We have reviewed the trial court's findings concerning the aggravating and mitigating circumstances in this case. The trial court found two aggravating circumstances: 1) that the capital offense was committed while the appellant was engaged in the commission of a robbery in the first degree, and 2) that the capital offense was committed while the appellant was under a sentence of imprisonment. As to the mitigating circumstances, the trial court reviewed all of the statutory mitigating circumstances and also considered nonstatutory mitigating circumstances."More particularly, the Court considered the fact that a co-defendant, Henry Gene Whitmore, received a sentence of 3 years to capital murder in connection with this crime. The Court further took into consideration that the defendant had not previously been convicted of any felony involving *284 the use or threat of violence to any person. The Court also found the existence as mitigating circumstances that defendant had a good work record from date of parole until his arrest in June, 1991 and that his behavior in the County Jail while awaiting trial was acceptable and that he has a loving and caring members in his family." (R. 120.)

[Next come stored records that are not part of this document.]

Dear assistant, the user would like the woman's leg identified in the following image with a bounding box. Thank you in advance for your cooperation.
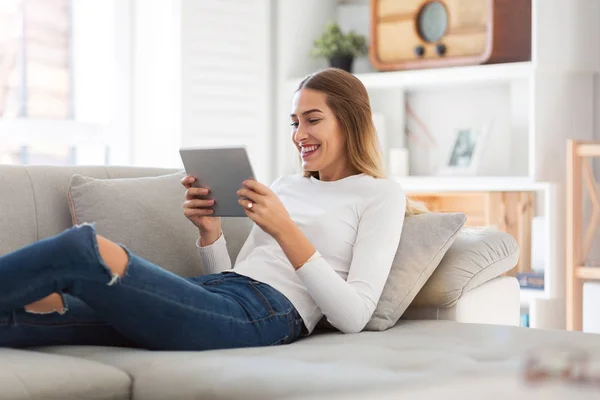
[0,294,139,347]
[0,225,299,350]
[25,235,128,314]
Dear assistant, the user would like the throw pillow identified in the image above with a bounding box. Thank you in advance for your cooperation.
[365,212,467,331]
[69,172,252,277]
[410,228,519,308]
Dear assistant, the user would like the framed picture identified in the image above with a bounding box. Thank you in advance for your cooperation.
[440,123,491,175]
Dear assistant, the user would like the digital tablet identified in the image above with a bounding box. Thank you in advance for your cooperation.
[179,146,255,217]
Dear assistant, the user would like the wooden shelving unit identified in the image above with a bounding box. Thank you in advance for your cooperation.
[566,140,600,330]
[407,190,535,276]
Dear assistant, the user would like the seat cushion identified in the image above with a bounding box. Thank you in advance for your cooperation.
[365,212,467,331]
[0,348,131,400]
[410,228,519,308]
[31,321,600,400]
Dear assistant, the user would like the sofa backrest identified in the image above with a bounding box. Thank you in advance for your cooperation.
[0,165,183,254]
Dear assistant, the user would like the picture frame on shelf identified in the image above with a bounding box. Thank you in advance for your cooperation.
[438,122,492,175]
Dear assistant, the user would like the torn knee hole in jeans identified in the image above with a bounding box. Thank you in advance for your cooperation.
[24,293,69,315]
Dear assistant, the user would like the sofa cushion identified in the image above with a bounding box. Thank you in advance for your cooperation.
[365,213,467,331]
[0,348,131,400]
[69,172,252,276]
[34,321,600,400]
[410,228,519,308]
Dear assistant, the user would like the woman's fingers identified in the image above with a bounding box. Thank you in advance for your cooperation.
[183,199,215,208]
[183,208,215,218]
[181,175,196,189]
[185,187,210,200]
[236,189,261,203]
[238,199,256,214]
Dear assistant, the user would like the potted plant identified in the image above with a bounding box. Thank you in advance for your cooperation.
[311,22,369,72]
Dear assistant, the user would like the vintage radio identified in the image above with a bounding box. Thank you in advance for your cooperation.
[369,0,531,71]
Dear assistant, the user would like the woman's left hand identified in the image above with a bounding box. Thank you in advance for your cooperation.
[237,180,293,239]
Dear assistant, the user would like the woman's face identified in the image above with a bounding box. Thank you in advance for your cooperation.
[290,89,351,181]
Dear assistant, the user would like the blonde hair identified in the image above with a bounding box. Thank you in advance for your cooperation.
[296,68,429,215]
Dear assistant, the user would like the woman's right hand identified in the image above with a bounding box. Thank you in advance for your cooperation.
[181,176,221,245]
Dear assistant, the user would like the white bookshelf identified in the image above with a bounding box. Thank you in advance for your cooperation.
[275,0,600,328]
[289,62,533,90]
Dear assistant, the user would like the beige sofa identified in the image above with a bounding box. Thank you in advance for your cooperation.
[0,166,600,399]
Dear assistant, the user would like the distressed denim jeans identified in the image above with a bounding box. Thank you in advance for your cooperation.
[0,224,304,350]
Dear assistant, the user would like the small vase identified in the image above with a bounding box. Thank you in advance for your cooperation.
[329,56,354,73]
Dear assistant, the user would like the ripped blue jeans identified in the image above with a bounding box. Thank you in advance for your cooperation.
[0,224,304,350]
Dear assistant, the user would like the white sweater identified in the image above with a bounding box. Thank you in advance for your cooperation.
[198,174,406,333]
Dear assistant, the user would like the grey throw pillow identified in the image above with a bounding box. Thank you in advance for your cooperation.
[365,212,467,331]
[69,172,252,276]
[410,228,519,309]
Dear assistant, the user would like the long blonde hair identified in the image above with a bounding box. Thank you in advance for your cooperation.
[296,68,429,215]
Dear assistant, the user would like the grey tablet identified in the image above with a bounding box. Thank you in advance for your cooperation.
[179,146,255,217]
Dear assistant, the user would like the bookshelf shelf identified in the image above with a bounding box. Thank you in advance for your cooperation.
[289,62,533,90]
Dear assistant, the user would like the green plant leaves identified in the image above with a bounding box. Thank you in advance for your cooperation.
[310,22,369,59]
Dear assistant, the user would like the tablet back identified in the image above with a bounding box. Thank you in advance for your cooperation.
[179,146,255,217]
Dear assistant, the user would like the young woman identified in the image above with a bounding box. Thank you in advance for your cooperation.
[0,69,420,350]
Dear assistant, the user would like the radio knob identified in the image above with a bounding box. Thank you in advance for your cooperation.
[435,43,447,56]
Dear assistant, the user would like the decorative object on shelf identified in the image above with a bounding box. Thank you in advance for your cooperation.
[311,22,369,72]
[517,272,544,290]
[389,147,410,177]
[369,0,531,71]
[438,123,491,175]
[531,215,548,272]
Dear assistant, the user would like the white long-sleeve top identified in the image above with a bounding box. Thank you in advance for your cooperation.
[197,174,406,333]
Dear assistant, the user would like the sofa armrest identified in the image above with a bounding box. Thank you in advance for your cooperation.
[402,276,521,326]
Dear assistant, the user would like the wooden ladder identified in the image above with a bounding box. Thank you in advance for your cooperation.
[566,140,600,331]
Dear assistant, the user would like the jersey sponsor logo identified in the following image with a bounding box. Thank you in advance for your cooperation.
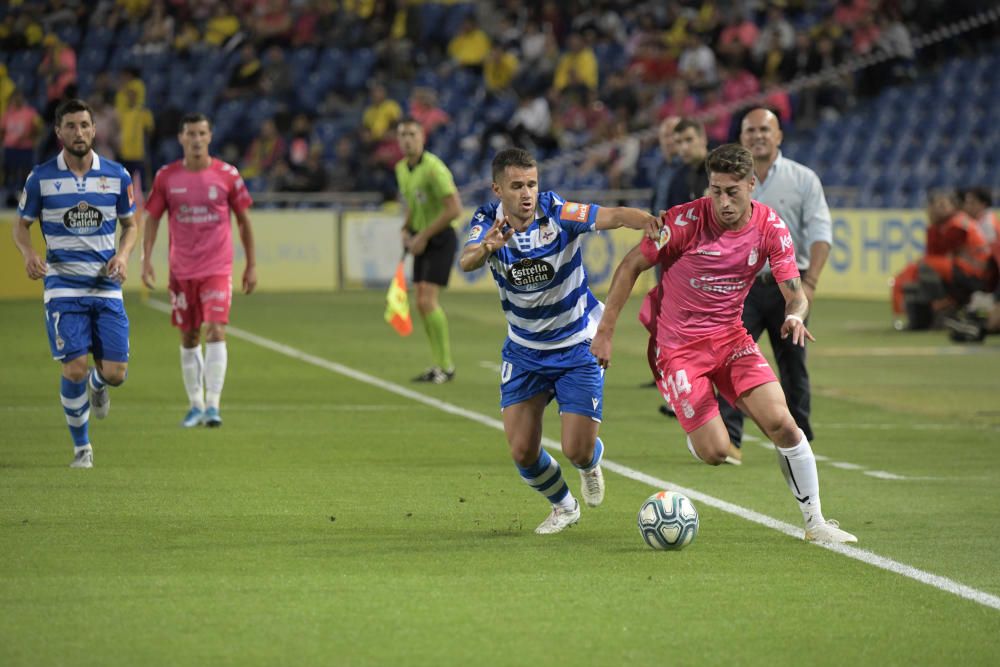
[559,202,590,222]
[689,276,746,294]
[726,343,767,366]
[507,257,556,292]
[63,201,104,234]
[656,225,670,250]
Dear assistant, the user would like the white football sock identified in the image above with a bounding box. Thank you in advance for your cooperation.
[205,340,229,409]
[774,431,823,526]
[181,345,205,410]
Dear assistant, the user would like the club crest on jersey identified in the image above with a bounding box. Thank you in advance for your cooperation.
[63,201,104,234]
[559,201,590,222]
[507,257,556,292]
[656,225,670,250]
[538,223,557,245]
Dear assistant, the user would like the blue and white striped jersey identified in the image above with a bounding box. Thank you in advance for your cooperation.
[466,192,604,350]
[17,152,135,303]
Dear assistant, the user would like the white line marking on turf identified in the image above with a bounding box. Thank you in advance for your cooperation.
[743,434,946,482]
[147,299,1000,610]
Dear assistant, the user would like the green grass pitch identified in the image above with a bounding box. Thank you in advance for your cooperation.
[0,291,1000,667]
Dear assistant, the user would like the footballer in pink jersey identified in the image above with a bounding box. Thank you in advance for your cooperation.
[142,113,257,427]
[591,144,857,543]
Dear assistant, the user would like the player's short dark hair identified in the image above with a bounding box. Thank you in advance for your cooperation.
[705,144,753,180]
[674,118,705,137]
[493,148,538,183]
[965,185,993,206]
[177,111,212,132]
[56,98,94,127]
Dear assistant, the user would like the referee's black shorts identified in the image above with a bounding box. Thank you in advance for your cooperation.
[413,227,458,287]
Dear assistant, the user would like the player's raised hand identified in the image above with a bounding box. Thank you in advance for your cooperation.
[482,216,514,253]
[108,255,128,285]
[590,329,611,369]
[243,266,257,294]
[24,253,49,280]
[781,315,816,347]
[142,259,156,289]
[642,214,663,241]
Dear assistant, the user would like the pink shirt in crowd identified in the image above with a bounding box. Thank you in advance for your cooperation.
[0,104,39,150]
[146,158,253,280]
[640,197,799,348]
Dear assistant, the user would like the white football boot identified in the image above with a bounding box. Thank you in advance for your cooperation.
[805,519,858,544]
[580,465,604,507]
[535,498,580,535]
[69,447,94,468]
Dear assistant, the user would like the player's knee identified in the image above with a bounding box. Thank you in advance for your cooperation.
[762,412,802,446]
[63,362,90,382]
[101,365,128,387]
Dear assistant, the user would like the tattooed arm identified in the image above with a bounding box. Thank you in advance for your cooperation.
[778,277,816,346]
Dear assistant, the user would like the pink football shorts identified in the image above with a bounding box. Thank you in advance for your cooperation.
[170,275,233,331]
[656,325,777,433]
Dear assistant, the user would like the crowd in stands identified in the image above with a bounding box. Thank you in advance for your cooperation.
[0,0,996,206]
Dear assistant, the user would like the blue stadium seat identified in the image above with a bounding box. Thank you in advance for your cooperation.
[342,49,375,91]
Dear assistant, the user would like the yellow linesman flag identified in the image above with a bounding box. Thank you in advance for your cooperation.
[385,262,413,336]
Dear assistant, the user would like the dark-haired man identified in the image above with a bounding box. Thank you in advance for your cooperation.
[142,113,257,428]
[459,148,658,535]
[14,99,137,468]
[396,116,462,384]
[591,144,857,542]
[719,108,833,463]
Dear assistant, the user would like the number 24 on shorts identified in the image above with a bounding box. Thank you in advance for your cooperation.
[667,369,691,398]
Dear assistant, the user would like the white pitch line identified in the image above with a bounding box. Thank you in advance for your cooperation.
[146,299,1000,610]
[743,434,946,482]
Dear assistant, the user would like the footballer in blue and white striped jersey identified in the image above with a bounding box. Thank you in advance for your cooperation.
[466,192,603,350]
[14,100,138,468]
[458,148,659,534]
[17,152,135,303]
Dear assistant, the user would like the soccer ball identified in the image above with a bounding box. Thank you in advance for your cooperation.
[639,491,698,550]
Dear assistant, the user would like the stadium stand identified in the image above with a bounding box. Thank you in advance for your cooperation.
[0,0,1000,207]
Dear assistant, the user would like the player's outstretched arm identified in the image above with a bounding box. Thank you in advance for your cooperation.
[14,218,49,280]
[108,215,139,283]
[590,246,653,368]
[458,217,514,272]
[778,278,816,346]
[595,206,663,241]
[236,210,257,294]
[142,213,160,289]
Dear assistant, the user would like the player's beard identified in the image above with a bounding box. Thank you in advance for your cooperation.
[65,139,94,157]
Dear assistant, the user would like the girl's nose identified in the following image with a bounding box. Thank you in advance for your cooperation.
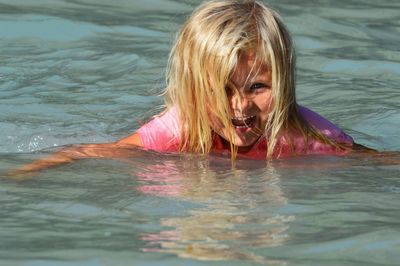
[230,93,251,112]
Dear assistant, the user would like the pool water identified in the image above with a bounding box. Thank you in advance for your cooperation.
[0,0,400,266]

Our review of the record leads us to conclude that the trial court's findings are supported by the record. We find no evidence that the appellant's sentence of death was imposed under the influence of passion, prejudice, or any other arbitrary factor. Our independent weighing of the aggravating and mitigating circumstances convinces us that death is the appropriate and proper sentence in this case.
Furthermore, the appellant's sentence of death is not disproportionate to the penalty imposed in similar cases, considering the crime and this appellant. See Beck v. State, 396 So. 2d 645, 654, n. 5 (Ala.1980).

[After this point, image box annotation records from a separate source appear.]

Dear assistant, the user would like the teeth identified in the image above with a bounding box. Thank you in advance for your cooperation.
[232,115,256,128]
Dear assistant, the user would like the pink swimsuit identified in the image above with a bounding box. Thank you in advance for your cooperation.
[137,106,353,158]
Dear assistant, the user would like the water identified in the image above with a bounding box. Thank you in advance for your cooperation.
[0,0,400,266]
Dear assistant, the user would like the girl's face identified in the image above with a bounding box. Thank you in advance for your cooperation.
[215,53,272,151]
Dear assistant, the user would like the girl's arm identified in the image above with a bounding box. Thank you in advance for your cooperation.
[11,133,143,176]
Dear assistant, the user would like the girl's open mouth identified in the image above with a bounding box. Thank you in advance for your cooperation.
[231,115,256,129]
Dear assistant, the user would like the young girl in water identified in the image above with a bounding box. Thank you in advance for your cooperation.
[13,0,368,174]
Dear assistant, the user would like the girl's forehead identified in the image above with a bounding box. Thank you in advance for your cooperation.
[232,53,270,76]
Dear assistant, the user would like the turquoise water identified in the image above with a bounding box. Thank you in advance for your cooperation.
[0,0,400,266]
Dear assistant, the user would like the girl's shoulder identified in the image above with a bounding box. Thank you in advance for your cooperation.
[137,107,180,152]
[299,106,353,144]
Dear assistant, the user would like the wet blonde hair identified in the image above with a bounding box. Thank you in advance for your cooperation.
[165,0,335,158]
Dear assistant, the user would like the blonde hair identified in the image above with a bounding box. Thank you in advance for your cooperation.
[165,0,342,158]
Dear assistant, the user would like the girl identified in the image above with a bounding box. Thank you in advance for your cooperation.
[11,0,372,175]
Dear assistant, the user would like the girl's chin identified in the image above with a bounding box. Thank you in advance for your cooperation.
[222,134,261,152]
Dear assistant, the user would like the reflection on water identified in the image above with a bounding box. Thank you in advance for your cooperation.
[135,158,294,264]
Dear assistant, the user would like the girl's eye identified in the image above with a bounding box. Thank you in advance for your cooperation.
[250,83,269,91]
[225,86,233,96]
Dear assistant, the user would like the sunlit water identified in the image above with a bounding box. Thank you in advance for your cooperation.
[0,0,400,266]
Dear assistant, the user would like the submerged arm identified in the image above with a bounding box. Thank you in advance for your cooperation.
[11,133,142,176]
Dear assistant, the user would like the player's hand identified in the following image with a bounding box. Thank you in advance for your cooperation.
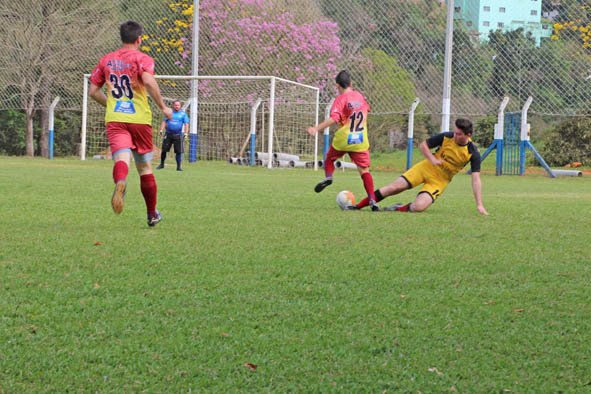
[476,205,488,216]
[431,157,443,166]
[162,107,172,119]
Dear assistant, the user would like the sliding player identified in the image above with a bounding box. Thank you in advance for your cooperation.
[352,119,488,215]
[89,21,172,227]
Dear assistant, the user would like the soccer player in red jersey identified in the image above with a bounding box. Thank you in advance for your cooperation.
[89,21,172,227]
[308,70,379,211]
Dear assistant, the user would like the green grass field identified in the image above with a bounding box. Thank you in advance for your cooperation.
[0,157,591,393]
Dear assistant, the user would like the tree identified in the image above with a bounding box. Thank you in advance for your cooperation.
[551,0,591,49]
[142,0,341,98]
[0,0,117,156]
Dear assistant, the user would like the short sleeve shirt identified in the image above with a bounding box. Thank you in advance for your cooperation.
[330,90,370,152]
[163,110,189,134]
[426,132,481,176]
[90,48,154,124]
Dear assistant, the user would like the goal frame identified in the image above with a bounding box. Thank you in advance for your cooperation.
[80,74,320,170]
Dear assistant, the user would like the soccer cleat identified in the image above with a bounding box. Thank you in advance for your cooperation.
[369,200,380,212]
[382,203,404,211]
[314,178,332,193]
[111,181,127,215]
[148,210,162,227]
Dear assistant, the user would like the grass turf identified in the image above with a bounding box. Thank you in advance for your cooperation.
[0,157,591,392]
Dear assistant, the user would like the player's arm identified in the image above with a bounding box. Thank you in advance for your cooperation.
[419,141,443,166]
[472,172,488,216]
[142,71,172,119]
[88,83,107,107]
[308,118,337,136]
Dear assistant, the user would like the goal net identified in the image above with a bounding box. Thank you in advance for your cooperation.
[81,75,319,167]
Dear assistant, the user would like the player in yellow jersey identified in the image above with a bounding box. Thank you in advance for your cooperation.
[352,119,488,215]
[89,21,172,227]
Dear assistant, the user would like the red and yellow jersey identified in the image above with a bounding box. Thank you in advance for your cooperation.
[90,48,154,125]
[330,90,370,152]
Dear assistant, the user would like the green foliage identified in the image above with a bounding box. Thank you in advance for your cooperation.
[0,157,591,393]
[540,118,591,166]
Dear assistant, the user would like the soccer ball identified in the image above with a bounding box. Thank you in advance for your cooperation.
[337,190,355,209]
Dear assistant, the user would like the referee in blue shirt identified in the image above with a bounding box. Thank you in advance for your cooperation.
[156,100,189,171]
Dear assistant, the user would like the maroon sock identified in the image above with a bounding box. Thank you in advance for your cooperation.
[324,160,334,178]
[396,203,411,212]
[140,174,158,215]
[113,161,129,183]
[355,197,369,209]
[361,172,376,201]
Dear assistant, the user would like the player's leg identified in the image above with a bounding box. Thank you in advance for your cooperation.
[388,168,450,212]
[107,122,133,214]
[156,134,172,170]
[314,146,345,193]
[174,135,184,171]
[132,125,162,227]
[356,176,412,209]
[349,151,380,211]
[394,191,435,212]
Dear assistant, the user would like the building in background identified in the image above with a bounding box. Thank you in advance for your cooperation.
[454,0,552,46]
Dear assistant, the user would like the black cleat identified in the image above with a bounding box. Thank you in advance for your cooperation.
[314,179,332,193]
[148,210,162,227]
[382,203,404,211]
[369,200,380,212]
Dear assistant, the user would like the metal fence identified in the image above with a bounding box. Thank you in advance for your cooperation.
[0,0,591,152]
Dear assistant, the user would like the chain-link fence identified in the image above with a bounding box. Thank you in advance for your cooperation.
[0,0,591,156]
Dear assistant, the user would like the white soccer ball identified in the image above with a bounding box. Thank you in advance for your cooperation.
[337,190,355,209]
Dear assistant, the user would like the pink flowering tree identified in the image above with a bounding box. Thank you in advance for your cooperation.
[143,0,341,95]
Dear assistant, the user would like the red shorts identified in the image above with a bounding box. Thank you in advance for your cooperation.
[107,122,153,155]
[326,145,370,167]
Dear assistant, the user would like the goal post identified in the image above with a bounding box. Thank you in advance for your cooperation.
[80,75,320,168]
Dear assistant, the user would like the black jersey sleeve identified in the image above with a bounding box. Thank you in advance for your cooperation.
[468,142,482,172]
[426,132,454,149]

Pursuant to Rule 45A, A.R.App.P., we have thoroughly reviewed the record in this case, and we find no error that adversely affected this appellant's rights during either the guilt or sentencing phase of this trial. The appellant's conviction for this capital offense and his sentence of death are proper. The judgment of the trial court is affirmed.
All the Judges concur.NOTES
 The appellant was arrested on another charge in Florida on July 31, 1991, and was extradited to Alabama. The appellant was indicted for this offense on September 6, 1991, and he was arrested on this indictment on September 21, 1991. The appellant's trial began on June 22, 1993.